Censoring the Monodrome

The 3rd Athens Biennale 2011 MONODROME (one-way) opened to the public on 23 October and will last through 11 December. Director Giorgos Zois produced a 26” video trailer to promote the event. ERT, the public radio & television corporation, was the Major Media Sponsor. Despite that, ERT refused to broadcast the trailer. The reason was this:

The legal framework in which ERT operates does not allow, among other things, to broadcast messages that contain violence or that encourage behaviors which can damage health or safety or that touch on human dignity. The above legal framework is well-known and those who are involved with the production of promotional messages should be aware of it. ERT  does not censor, does not comment and does not judge the artistic creativity.

The censored video is this.

I first came across this excellent video days before the state censored it from the public tv. I found it aesthetically impeccable and above all apropos. In a country with such social discontent, anything else would be irrelevant. And by the way, one only needs to watch the news bulletin of ERT on the day of a general strike and he will see similar images.

The international contemporary art festival of Athens takes place at Diplareios School (Theatre Square) and at the Arts Center and the Eleftherios Venizelos Museum (Eleftherias Park). More than 100 artists, art groups, curators and theorists participate in the exhibition and the events programme of MONODROME. Furthermore, a series of exhibitions and events organized by cultural institutions, museums and galleries in Athens are included in MONODROME Parallel Events.

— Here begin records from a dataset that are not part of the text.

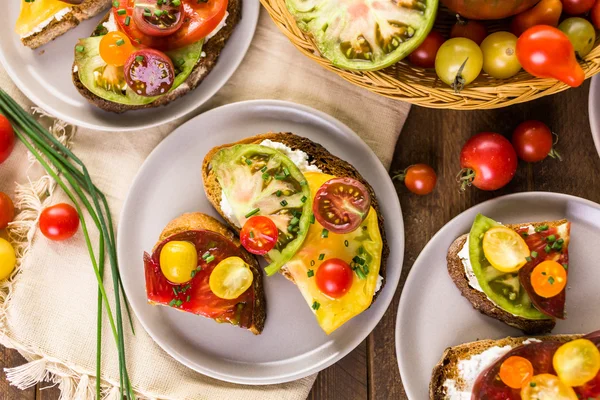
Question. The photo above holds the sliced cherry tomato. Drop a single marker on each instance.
(548, 279)
(115, 48)
(488, 160)
(419, 179)
(533, 141)
(334, 277)
(577, 362)
(470, 29)
(341, 204)
(7, 210)
(199, 19)
(59, 222)
(546, 52)
(155, 19)
(546, 386)
(424, 55)
(149, 72)
(259, 235)
(515, 371)
(7, 138)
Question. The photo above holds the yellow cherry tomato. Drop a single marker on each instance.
(548, 278)
(505, 249)
(515, 371)
(8, 259)
(547, 387)
(230, 278)
(577, 362)
(178, 260)
(115, 48)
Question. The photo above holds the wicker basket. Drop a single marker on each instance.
(405, 82)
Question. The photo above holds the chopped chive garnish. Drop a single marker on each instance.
(253, 212)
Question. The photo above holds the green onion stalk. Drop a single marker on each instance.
(60, 162)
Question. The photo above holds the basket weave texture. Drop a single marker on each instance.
(402, 81)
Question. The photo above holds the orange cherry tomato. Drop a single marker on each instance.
(546, 52)
(115, 48)
(546, 12)
(515, 371)
(549, 278)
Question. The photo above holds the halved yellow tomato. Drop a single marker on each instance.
(505, 249)
(547, 387)
(231, 278)
(577, 362)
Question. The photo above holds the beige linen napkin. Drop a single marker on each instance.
(48, 309)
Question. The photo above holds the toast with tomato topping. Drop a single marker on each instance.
(463, 278)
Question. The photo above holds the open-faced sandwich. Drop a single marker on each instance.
(147, 53)
(42, 21)
(310, 214)
(198, 266)
(514, 273)
(561, 367)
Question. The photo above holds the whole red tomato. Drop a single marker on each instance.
(546, 52)
(533, 141)
(488, 161)
(424, 55)
(7, 210)
(474, 30)
(577, 7)
(59, 222)
(7, 138)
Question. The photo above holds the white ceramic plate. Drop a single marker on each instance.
(433, 315)
(169, 183)
(594, 110)
(46, 78)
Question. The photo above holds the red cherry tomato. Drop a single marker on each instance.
(424, 55)
(577, 7)
(533, 141)
(59, 222)
(488, 161)
(259, 235)
(334, 277)
(7, 138)
(474, 30)
(546, 52)
(419, 179)
(7, 210)
(341, 204)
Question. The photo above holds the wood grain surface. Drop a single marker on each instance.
(436, 137)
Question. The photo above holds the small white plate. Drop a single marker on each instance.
(44, 74)
(433, 315)
(169, 183)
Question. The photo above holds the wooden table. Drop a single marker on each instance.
(436, 137)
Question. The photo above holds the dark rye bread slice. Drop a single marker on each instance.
(480, 301)
(199, 221)
(212, 49)
(318, 156)
(87, 9)
(447, 368)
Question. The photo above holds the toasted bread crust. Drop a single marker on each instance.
(212, 49)
(196, 221)
(318, 156)
(447, 368)
(481, 302)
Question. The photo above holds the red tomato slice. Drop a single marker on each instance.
(200, 19)
(259, 235)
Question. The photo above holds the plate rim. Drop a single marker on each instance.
(411, 276)
(172, 117)
(391, 285)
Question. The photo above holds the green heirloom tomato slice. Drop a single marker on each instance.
(503, 288)
(259, 180)
(365, 34)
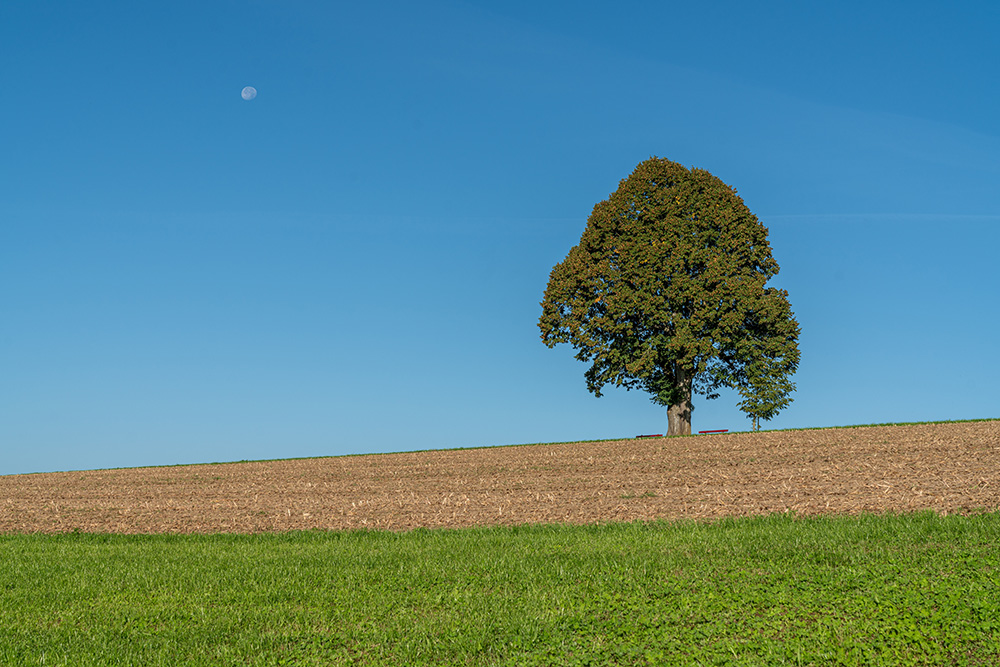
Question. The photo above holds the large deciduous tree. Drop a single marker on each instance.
(666, 292)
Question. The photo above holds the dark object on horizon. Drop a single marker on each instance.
(666, 293)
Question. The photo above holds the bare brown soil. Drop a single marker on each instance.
(948, 468)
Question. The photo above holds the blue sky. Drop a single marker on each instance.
(352, 262)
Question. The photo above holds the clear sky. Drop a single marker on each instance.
(353, 261)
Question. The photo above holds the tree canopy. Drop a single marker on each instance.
(666, 292)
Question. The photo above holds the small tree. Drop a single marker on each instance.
(666, 292)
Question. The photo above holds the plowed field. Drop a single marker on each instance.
(949, 468)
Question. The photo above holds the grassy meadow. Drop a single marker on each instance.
(917, 589)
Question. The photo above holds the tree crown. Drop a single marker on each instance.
(668, 285)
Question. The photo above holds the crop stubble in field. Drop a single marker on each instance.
(950, 468)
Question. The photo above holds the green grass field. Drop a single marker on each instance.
(872, 590)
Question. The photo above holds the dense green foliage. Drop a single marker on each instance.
(871, 590)
(666, 292)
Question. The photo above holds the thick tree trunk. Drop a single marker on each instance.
(679, 415)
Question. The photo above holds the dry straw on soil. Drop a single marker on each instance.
(949, 468)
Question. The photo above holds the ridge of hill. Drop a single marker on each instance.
(949, 467)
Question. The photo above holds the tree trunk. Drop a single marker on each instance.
(679, 415)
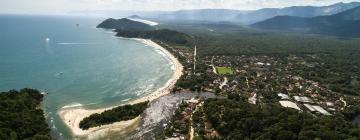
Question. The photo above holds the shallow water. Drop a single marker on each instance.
(79, 66)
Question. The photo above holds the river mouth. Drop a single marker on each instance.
(76, 64)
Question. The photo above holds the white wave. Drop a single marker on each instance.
(72, 105)
(125, 100)
(173, 67)
(72, 43)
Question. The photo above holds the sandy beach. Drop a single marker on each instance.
(72, 116)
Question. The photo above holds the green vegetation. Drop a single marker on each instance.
(344, 24)
(180, 124)
(241, 120)
(224, 70)
(168, 36)
(21, 116)
(123, 24)
(121, 113)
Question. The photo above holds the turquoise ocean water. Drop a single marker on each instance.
(77, 64)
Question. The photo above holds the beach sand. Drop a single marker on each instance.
(72, 116)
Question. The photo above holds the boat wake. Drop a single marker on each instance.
(71, 43)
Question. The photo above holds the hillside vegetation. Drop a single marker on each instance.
(121, 113)
(21, 117)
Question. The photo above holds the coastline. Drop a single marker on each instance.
(72, 116)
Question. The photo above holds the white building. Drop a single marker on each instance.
(289, 104)
(283, 96)
(303, 99)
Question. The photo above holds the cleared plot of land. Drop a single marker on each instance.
(224, 70)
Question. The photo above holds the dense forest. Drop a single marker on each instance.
(21, 116)
(339, 57)
(121, 113)
(122, 24)
(164, 35)
(237, 119)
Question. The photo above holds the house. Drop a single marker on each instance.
(302, 99)
(289, 104)
(316, 108)
(283, 96)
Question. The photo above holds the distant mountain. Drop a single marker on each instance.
(135, 16)
(250, 17)
(346, 23)
(199, 15)
(298, 11)
(124, 24)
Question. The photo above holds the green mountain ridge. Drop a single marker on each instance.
(123, 24)
(345, 24)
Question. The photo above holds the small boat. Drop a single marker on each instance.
(44, 93)
(59, 74)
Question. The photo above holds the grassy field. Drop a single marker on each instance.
(224, 70)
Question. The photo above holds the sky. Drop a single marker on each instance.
(65, 6)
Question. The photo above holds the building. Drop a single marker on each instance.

MONODROME is being realized despite the Crisis that affects Greece heavily. Produced in a state of emergency, and through the synergy of all participants and a large group of volunteers, MONODROME assembles the diverse pieces of an exploratory puzzle, addressing the “here and now”. At the same time the exhibition attempts to question historical narratives that have functioned as dictums of the Greek sociopolitical and aesthetic identity and resulted in the country’s perennial suspension between a ‘before’ (tradition) and an ‘after’ (modernization). Being usually perceived and promoted as an emblematic city, Athens today is the epicentre of the Greek upheaval, a place of massive demonstrations and public discussions.